Jeremy Ray crossed his arms across his chest and scowled at his muse. "Yeah," Mason muttered. "Uhm... you, uh..."

"Spit it out, Mason," Jeremy Ray growled.

"Well, you kinda do crossovers, too..." With that, Freddy Krueger, Chucky, Jason Voorhies, Pinhead, and an army of undead zombies can stumbling into the room.

"Uh oh," Jeremy Ray muttered.

"Your punishment..."

"Yeah?"

"Is for us to spend twelve months with Baby and Posh Spice at a Winter Resort!" Mason cried happily. Immediately, the two Spice Girls, (Posh with long hair again), appeared beside them in puffs of smoke.

"Yeah!" Jeremy Ray shouted, high-fiving his muse.

"Nope!" Asbestos said. "Sorry, pup, but I gotta intervene. I can't have you losing your muse license."

"Oh no," Mason said softly. "Oh, Asbestos, don't."

"Sorry, pup, but I gotta," Asbestos said, walking up to the front desk. Immediately, the two Spice Girls disappeared.

"Baby Spice?" Jeremy Ray asked, patting the air where she had been. He immediately fell to his knees, clawing at his chest, as he threw his head back and bellowed, "STELLA!!! Er, I mean, EMMA!!!"

"Oh Posh," Mason sighed as he dropped his reptilian head sadly.

"Your punishment is to..."

"Stop right there!" a strong female voice shouted as the back doors blew open. Fog, lit up with lights of all colors, blew into the room as a tall woman with curly red hair, with three blue streaks, walked into the room.

"Jenga!" Jeremy Ray cried happily.

"Now I may be evil," she said as she sauntered to the front of the room, "but this guy did create me. Now don't go doing anything too harsh to him."

"I sentence you to nine dates with Alicia Silverstone!" Mason cried.

"Woo hoo!" Jeremy Ray shouted. Alicia Silverstone appeared in another puff of smoke.

"No!" Asbestos cried.

"Three with Alicia Silverstone," Mason tried, "three with Sarah Michelle Gellar, and three with Baby Spice."

"Three blondes," Sydney muttered. "Damn, there's no pattern yet."

"YES!" Jeremy Ray cried, pumping a fist in the air.

"You're going to get your license revoked!" Asbestos protested.

"All right, and this is my final offer," Mason said. "One date... with Neve Campbell, Baby Spice, Alicia Silverstone, and Sarah Michelle Gellar."

"Just one date each?" Jeremy Ray complained. "Come on..."

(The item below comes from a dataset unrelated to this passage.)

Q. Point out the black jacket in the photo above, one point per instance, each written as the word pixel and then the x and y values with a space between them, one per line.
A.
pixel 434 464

"No, all at the same time," Mason said.

"Ooooh."

"And with baby oil," Mason said.

With that, Jeremy Ray keeled over, clutching his chest. "Way to go, you killed him!" Maggie complained. "Geeze, now how are we going to get on the internet!" With that, all of Jeremy Ray's non-canon characters quickly left, leaving no one behind but Jenga and Mason.

"Court is dismissed!" Asbestos cried. "Geeze, I'll go see if I can start his heart by myself." He picked up the healthy country kid by the feet and began to drag him out of the courtroom. Muses were disappearing, leaving no one around but Jenga and Mason.

"So..." Mason mused.

"So," Jenga returned. "Whatcha got planned for me if your writer lives?"

"Well, I've got this one idea," Mason started, "to explain about that bond you have with Justin."

"I've been wondering about that!" Jenga cried. "It's about time!"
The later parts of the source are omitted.